Currently reading Check The Technique, Brian Coleman’s excellent, and extended, ode to liner notes and hip hop’s classic albums. It’s also one of those hip hop books full of fascinating human stories. One of the albums covered is Marley Marl’s In Control, the producer’s 1988 debut as mastermind of the Juice Crew.

In the book Marl notes that he was one of the first producers in hip hop to step up as an artist with such an album. And as I’m telling the story of how this idea of the producer as an artist evolved in the past decade or so, it made me laugh that I hadn’t even thought about album’s like Marl’s originally. 1988 was also the official release year for 45 King’s King of the Beats album, another first (or almost first) in which a producer album featured no rapping per se.

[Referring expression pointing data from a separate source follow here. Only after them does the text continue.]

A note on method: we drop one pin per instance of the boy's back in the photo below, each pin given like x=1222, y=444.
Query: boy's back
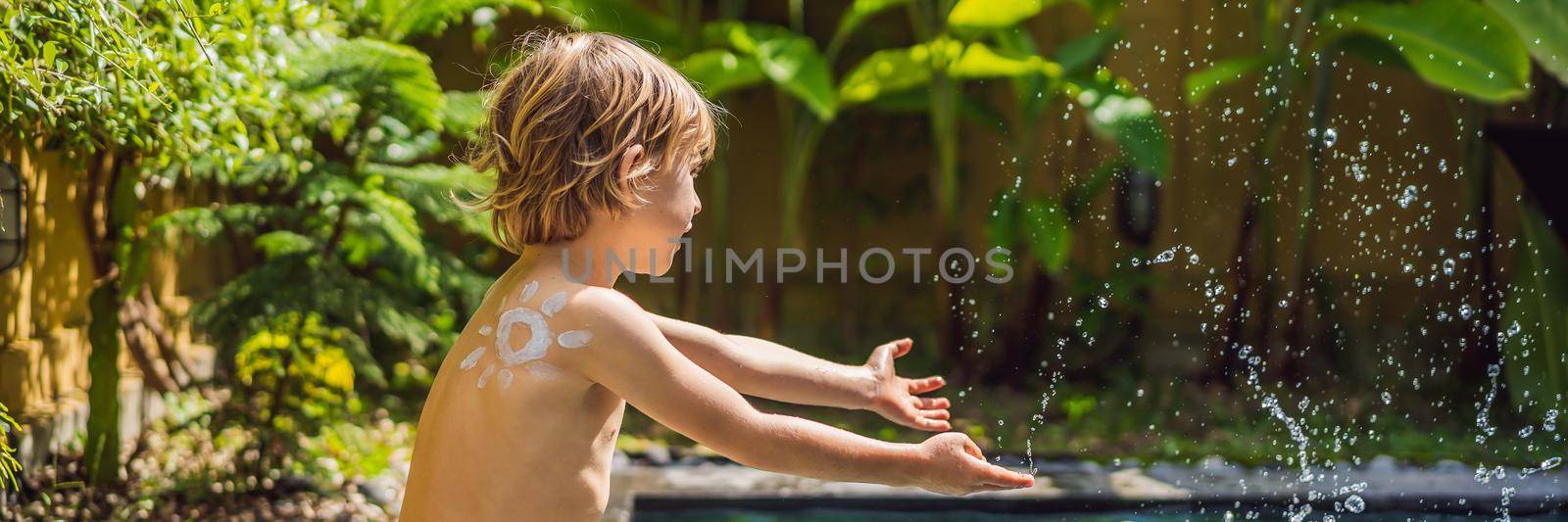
x=595, y=145
x=498, y=436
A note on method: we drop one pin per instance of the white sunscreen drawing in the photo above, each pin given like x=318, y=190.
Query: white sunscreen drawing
x=540, y=337
x=485, y=376
x=472, y=359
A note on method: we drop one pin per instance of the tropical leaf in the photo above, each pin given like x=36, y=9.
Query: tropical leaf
x=718, y=71
x=463, y=114
x=1222, y=72
x=1544, y=28
x=864, y=10
x=1087, y=52
x=1454, y=44
x=1536, y=320
x=624, y=18
x=1118, y=115
x=404, y=20
x=383, y=77
x=788, y=60
x=988, y=15
x=1050, y=234
x=282, y=243
x=899, y=70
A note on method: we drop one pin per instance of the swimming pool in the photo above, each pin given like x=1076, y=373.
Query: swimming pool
x=904, y=509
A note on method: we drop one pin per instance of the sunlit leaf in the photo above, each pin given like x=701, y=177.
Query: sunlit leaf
x=386, y=78
x=987, y=15
x=282, y=243
x=1087, y=52
x=1118, y=115
x=1048, y=234
x=1544, y=28
x=862, y=10
x=1222, y=72
x=788, y=60
x=624, y=18
x=404, y=20
x=463, y=114
x=899, y=70
x=1455, y=44
x=720, y=71
x=1536, y=320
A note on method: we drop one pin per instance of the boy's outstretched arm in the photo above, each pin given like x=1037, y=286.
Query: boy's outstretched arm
x=631, y=357
x=764, y=368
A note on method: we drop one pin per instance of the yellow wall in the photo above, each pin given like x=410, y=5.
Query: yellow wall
x=43, y=303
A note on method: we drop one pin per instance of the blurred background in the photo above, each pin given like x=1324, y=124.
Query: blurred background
x=232, y=261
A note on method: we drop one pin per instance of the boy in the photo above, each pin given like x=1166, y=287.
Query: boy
x=595, y=143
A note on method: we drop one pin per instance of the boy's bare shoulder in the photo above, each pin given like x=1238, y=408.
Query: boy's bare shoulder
x=609, y=312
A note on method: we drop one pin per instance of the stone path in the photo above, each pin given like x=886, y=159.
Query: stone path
x=1086, y=486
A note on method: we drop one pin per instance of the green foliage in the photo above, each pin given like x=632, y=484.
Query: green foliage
x=1454, y=44
x=992, y=15
x=1536, y=321
x=859, y=12
x=1219, y=74
x=899, y=70
x=626, y=18
x=372, y=78
x=8, y=466
x=718, y=71
x=402, y=20
x=1125, y=118
x=786, y=59
x=1544, y=28
x=1050, y=234
x=297, y=364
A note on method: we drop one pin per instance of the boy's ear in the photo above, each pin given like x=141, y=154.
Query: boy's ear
x=627, y=162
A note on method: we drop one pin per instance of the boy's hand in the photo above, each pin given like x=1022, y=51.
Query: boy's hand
x=954, y=466
x=896, y=397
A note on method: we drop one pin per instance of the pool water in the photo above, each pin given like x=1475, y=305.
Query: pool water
x=1154, y=514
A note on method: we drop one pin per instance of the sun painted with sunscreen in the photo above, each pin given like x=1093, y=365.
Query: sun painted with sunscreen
x=514, y=323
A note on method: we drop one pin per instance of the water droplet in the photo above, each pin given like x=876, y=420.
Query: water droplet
x=1405, y=200
x=1355, y=503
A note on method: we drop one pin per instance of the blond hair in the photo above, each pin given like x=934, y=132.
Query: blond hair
x=561, y=122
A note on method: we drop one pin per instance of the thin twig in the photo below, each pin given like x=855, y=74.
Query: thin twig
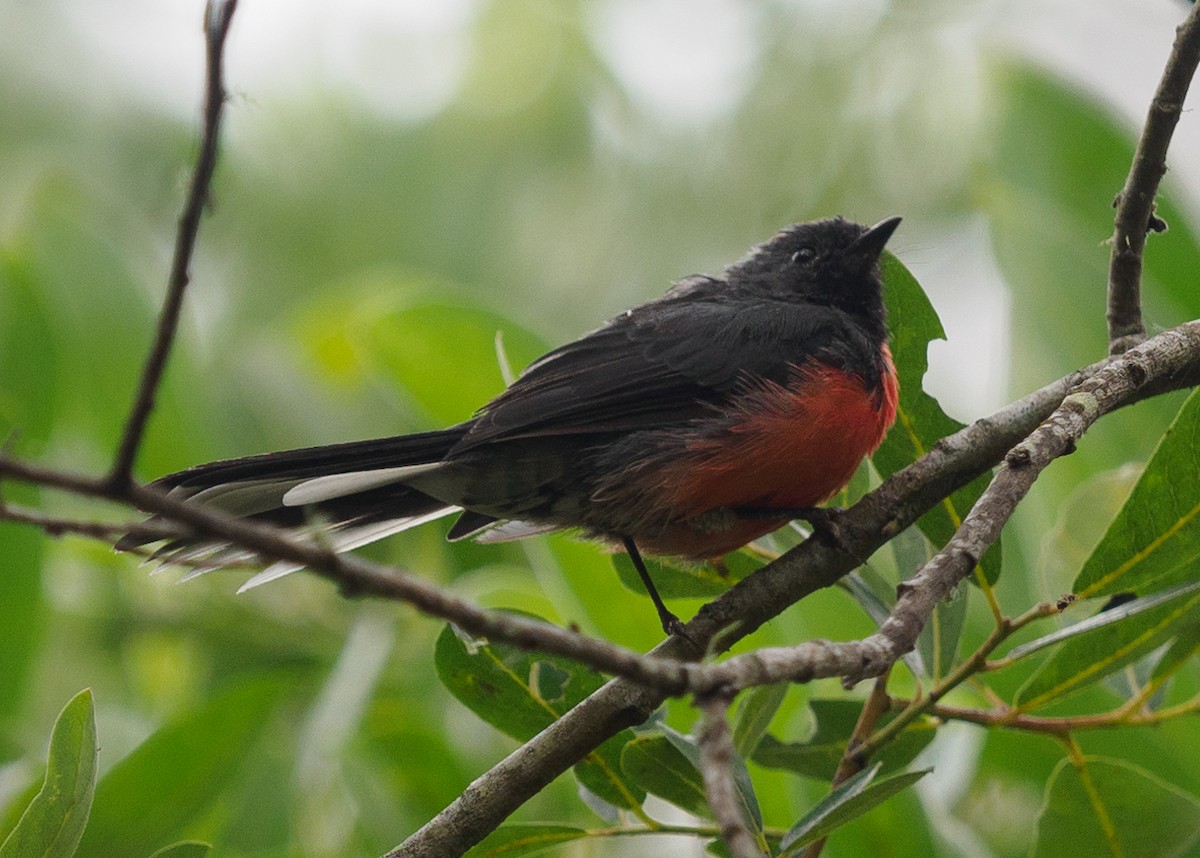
x=55, y=526
x=717, y=757
x=852, y=760
x=363, y=577
x=898, y=503
x=217, y=17
x=1135, y=203
x=1115, y=385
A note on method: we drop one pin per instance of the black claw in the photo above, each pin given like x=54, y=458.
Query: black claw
x=671, y=624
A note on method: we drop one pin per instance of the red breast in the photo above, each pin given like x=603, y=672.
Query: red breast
x=791, y=447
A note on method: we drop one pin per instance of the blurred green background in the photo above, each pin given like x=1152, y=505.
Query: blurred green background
x=402, y=180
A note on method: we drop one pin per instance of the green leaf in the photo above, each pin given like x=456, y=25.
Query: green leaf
x=660, y=768
x=1099, y=646
x=521, y=694
x=921, y=421
x=54, y=821
x=1155, y=539
x=850, y=801
x=1113, y=808
x=185, y=849
x=835, y=719
x=30, y=372
x=511, y=841
x=168, y=781
x=445, y=355
x=757, y=708
x=22, y=605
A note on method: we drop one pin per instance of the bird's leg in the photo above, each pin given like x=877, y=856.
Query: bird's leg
x=671, y=624
x=822, y=519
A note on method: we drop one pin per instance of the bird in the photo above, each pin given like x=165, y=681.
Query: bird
x=687, y=426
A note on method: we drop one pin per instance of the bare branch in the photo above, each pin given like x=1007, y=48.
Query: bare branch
x=57, y=526
x=1115, y=385
x=363, y=577
x=217, y=17
x=809, y=567
x=851, y=762
x=717, y=756
x=1135, y=203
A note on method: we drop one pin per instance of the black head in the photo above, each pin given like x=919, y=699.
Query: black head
x=833, y=263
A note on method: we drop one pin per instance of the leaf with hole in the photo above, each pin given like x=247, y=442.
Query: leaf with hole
x=921, y=421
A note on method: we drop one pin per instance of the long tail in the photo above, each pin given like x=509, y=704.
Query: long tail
x=354, y=491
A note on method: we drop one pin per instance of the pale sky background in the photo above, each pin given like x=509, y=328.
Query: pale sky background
x=403, y=61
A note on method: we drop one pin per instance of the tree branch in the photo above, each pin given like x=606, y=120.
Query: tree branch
x=217, y=18
x=1117, y=384
x=898, y=503
x=1135, y=203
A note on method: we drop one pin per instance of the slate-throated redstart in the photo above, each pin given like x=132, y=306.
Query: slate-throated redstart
x=687, y=426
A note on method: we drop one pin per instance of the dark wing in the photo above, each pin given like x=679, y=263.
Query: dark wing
x=659, y=365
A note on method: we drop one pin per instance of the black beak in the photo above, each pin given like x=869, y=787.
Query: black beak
x=871, y=243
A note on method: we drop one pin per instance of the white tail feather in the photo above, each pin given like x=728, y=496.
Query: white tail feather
x=348, y=539
x=513, y=531
x=340, y=485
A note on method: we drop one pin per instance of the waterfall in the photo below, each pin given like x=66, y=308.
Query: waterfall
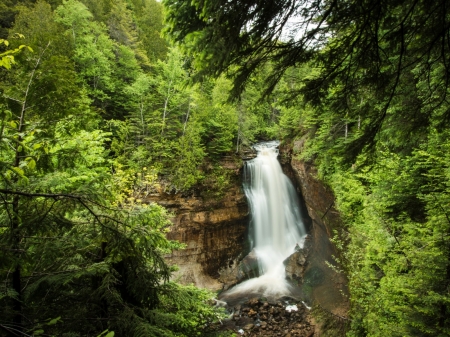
x=276, y=221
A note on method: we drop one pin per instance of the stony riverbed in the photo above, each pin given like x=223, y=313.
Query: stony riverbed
x=259, y=317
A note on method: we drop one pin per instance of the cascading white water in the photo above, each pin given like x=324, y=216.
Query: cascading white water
x=276, y=221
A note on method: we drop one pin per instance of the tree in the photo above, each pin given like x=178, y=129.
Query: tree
x=360, y=48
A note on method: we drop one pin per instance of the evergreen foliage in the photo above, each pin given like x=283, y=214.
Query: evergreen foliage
x=363, y=86
x=80, y=112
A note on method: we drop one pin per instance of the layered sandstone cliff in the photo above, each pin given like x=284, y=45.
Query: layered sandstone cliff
x=214, y=230
x=328, y=287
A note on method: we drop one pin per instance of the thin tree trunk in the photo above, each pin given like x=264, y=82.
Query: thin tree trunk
x=15, y=221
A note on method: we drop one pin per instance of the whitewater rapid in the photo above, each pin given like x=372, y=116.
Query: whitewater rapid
x=276, y=222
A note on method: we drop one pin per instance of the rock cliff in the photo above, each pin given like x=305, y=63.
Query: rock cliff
x=214, y=230
x=321, y=281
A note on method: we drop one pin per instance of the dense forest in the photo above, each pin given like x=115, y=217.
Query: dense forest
x=97, y=109
x=103, y=101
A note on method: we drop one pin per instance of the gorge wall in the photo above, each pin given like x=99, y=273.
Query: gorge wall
x=214, y=230
x=327, y=286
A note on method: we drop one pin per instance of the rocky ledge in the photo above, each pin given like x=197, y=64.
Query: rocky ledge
x=258, y=317
x=213, y=228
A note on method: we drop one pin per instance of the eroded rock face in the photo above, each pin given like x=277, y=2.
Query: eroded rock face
x=295, y=265
x=327, y=286
x=240, y=271
x=213, y=229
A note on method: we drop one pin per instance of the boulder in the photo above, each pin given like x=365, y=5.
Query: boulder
x=295, y=265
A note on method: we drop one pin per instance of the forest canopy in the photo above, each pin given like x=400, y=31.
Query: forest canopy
x=364, y=92
x=98, y=110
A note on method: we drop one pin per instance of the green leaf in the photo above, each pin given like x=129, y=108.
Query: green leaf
x=54, y=321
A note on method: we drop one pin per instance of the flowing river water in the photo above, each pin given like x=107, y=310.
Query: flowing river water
x=277, y=225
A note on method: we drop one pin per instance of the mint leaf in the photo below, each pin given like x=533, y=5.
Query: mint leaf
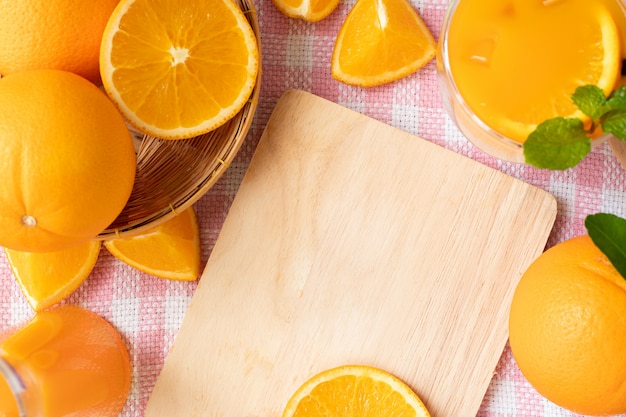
x=614, y=122
x=608, y=233
x=617, y=99
x=557, y=144
x=590, y=100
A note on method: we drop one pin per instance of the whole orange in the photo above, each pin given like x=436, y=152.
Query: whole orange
x=55, y=34
x=568, y=328
x=67, y=157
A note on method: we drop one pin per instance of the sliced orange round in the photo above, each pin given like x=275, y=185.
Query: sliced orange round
x=381, y=41
x=309, y=10
x=177, y=69
x=355, y=390
x=47, y=278
x=170, y=250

Ultimately the story I’m trying to tell starts in the 80s. I don’t think I’ll spend much time dwelling on those particular times in the book, not least because hip hop in the 80s and 90s has now been documented fairly extensively and there isn’t much left to say. However there’s no doubt that some key moments of hip hop’s growth in its first and second decade will be present in the story I’m telling – not just the East Coast movements of people like Mark and 45 King but also the whole electro scene, and the importance that particular sound had in places like Los Angeles in setting the ground for what would come next.

And there are still the 90s stories I’ve been accumulating for the book which I haven’t seen told anywhere yet.